In seinem 1987 in den USA veröffentlichten Erinnerungsbuch »Timebends « kommt Arthur Miller auch ein paar Mal und eher wie beiläufig auf sein ästhetisch und kommerziell erfolgreichstes Bühnenstück »Death of the Salesman. Certain Private Conversations in Two Acts & a Requiem« zu sprechen. Der Dramatiker will nämlich die ihn überraschende »unwahrscheinliche Wirkung« seines (inzwischen – 1953/54 und 1984/85 – zwei Mal verfilmten) dramatischen Konfliktstoffs erklären. Miller führt zwei besondere Auffälligkeiten an: Einmal beobachtete Publikumsreaktionen. Zum anderen erfahrene Pressekritiken. Bereits unmittelbar nach der ersten öffentlichen Aufführung von »Tod eines Handlungsreisenden« – dies war  noch vor der New Yorker Premiere am 7. Oktober 1949 (in Philadelphia) – gab es seitdem anhaltende (und auch interkulturell vergleichbare, damit nicht auf die USA beschränkte) Betroffenheiten.

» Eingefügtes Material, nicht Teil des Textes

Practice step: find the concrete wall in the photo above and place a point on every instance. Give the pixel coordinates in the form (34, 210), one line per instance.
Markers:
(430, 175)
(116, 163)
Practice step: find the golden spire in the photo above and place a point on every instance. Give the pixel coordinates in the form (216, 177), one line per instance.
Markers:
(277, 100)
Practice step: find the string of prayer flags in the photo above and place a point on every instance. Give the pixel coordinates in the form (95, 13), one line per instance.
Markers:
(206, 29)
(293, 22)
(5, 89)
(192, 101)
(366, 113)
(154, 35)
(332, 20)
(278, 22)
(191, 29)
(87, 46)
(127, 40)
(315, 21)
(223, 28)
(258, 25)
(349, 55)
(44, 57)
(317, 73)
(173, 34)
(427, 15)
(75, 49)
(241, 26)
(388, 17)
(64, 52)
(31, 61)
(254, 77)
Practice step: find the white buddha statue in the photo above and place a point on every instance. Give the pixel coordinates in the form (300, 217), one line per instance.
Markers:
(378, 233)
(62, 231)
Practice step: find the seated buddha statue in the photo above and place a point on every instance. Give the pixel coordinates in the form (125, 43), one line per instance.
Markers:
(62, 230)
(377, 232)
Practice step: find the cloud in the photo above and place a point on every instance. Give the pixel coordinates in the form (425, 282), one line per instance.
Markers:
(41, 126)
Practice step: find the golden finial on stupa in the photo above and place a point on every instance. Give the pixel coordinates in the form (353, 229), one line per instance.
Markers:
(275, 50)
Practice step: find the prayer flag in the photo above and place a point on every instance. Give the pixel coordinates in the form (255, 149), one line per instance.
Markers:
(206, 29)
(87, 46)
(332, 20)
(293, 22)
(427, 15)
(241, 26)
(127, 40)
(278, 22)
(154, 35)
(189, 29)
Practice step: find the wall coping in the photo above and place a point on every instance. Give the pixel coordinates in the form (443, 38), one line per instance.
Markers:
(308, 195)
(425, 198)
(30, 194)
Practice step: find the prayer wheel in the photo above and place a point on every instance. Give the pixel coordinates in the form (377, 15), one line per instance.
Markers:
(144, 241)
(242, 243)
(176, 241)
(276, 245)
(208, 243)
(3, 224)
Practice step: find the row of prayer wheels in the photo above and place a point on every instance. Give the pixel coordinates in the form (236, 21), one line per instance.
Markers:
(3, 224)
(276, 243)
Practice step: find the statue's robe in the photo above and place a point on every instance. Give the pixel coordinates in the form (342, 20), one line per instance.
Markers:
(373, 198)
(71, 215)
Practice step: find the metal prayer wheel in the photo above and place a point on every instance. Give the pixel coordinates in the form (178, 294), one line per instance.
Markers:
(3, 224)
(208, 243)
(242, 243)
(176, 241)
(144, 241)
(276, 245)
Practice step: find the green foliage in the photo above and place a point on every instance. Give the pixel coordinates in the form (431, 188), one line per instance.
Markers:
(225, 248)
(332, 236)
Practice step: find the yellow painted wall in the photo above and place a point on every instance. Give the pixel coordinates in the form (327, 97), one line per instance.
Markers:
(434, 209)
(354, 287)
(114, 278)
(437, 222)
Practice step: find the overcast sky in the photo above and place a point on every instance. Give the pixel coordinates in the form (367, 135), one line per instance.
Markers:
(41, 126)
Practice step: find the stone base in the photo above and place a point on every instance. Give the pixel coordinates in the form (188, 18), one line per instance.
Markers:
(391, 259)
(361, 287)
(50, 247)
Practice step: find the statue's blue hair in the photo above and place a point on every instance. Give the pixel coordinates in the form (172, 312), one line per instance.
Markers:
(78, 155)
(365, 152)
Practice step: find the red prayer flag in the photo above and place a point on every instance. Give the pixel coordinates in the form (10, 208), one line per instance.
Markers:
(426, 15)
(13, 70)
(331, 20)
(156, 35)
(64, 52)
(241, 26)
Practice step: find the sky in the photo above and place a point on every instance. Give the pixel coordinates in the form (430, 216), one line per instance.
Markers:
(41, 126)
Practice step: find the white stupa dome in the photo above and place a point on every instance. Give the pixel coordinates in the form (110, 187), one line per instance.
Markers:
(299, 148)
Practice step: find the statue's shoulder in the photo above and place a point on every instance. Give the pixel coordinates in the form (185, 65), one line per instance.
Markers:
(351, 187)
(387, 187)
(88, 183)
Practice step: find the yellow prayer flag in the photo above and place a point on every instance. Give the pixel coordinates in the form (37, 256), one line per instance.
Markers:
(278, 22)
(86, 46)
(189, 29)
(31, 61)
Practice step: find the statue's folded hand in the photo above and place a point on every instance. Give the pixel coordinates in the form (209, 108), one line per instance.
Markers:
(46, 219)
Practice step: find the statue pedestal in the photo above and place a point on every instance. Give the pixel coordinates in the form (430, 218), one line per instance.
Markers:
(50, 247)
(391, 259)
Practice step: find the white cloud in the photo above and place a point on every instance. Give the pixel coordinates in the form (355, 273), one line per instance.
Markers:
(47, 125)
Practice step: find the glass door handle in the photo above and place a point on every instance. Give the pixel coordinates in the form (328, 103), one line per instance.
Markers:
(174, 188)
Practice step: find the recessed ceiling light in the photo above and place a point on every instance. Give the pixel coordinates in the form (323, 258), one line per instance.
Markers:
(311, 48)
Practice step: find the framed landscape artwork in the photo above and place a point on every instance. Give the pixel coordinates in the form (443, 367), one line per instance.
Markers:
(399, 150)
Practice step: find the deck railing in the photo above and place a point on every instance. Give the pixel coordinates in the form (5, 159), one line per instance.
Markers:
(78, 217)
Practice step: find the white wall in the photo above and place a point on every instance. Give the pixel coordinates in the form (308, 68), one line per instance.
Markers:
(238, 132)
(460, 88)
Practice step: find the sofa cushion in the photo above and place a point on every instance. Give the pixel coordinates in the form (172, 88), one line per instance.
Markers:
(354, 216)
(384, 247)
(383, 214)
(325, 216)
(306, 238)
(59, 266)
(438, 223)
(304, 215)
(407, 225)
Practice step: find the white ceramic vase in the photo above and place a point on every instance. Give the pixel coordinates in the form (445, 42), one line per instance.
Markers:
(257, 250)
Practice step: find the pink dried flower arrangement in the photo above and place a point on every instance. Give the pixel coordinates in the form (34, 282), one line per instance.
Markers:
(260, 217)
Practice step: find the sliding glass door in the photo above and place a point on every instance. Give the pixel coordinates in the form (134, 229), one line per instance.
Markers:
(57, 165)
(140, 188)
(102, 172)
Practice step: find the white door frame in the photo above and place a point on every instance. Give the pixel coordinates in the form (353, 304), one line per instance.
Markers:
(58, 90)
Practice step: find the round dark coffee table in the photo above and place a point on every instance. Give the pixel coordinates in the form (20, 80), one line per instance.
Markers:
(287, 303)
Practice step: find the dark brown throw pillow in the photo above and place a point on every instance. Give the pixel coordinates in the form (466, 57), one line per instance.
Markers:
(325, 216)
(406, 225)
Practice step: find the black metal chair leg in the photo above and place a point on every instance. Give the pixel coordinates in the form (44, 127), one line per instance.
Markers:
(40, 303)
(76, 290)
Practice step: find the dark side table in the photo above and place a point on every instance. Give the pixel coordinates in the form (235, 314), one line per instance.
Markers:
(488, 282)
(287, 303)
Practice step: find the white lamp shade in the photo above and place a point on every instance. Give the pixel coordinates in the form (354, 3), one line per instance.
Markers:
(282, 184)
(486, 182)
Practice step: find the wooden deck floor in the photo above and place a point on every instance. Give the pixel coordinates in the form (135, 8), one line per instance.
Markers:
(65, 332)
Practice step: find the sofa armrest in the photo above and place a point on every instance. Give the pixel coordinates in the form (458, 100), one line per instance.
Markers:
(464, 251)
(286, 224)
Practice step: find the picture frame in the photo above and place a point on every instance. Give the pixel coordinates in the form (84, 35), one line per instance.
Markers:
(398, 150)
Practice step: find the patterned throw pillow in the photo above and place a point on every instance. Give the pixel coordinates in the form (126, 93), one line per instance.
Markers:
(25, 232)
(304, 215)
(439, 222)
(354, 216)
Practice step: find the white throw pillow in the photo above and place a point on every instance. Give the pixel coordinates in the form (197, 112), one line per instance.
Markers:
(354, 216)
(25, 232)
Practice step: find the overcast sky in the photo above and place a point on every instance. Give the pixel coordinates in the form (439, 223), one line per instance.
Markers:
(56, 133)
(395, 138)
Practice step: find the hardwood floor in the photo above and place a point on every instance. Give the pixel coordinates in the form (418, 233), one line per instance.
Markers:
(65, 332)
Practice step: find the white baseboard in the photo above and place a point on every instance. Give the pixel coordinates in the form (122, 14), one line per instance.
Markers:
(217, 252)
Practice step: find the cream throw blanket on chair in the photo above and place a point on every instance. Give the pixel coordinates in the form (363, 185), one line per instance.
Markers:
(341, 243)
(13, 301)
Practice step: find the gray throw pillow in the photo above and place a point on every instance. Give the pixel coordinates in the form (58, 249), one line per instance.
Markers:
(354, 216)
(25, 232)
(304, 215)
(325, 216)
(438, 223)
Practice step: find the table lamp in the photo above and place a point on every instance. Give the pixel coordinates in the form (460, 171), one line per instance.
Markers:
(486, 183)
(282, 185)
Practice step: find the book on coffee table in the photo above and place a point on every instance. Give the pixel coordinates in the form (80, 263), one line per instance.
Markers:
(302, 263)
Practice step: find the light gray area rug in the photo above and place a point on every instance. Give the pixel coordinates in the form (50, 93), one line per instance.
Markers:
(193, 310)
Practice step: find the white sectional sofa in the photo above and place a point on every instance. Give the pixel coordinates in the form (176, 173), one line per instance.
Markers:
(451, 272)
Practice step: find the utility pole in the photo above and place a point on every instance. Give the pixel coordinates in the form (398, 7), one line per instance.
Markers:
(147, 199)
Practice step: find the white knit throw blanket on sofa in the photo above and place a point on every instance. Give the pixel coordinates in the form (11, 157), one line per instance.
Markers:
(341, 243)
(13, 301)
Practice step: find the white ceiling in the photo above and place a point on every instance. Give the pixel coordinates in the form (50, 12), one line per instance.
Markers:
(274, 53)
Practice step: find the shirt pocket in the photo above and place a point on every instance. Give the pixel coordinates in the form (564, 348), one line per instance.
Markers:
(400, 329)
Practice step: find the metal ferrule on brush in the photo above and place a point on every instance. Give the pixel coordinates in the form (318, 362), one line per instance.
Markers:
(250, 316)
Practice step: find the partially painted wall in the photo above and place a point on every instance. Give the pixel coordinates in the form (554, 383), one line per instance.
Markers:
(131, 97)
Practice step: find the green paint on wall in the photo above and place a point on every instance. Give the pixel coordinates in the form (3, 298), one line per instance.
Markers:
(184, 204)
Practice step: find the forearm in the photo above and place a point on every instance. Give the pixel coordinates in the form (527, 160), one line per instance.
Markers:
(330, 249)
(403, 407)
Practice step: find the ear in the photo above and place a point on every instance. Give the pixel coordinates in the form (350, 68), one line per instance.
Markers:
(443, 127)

Wie bei manchen späteren Vorstellungen gab es bei der ersten Aufführung nach dem Schlussvorhang keinen Applaus. Unter den Zuschauern ereigneten sich merkwürdige Dinge. (…) Besonders Männer saßen vorgebeugt und vergruben das Gesicht in den Händen, andere weinten. (…) Zuschauer gingen durch das Theater, um sich mit jemandem leise zu unterhalten. Eine Ewigkeit schien zu vergehen ehe jemand daran dachte, zu applaudieren, und dann hörte der Beifall nicht mehr auf.« Was im ersten Moment als theatralische Inszenierung erscheinen könnte – war authentisch: Eine den Theater-Rahmen aufsprengende Reaktionsweise, merkwürdig und aufschlußreich zugleich. Und natürlich auch der (lower) middle-class-Identifikationsfigur Willy Loman (low man …) als reisendem Kleinhändler (Vertreter) zuzuschreiben…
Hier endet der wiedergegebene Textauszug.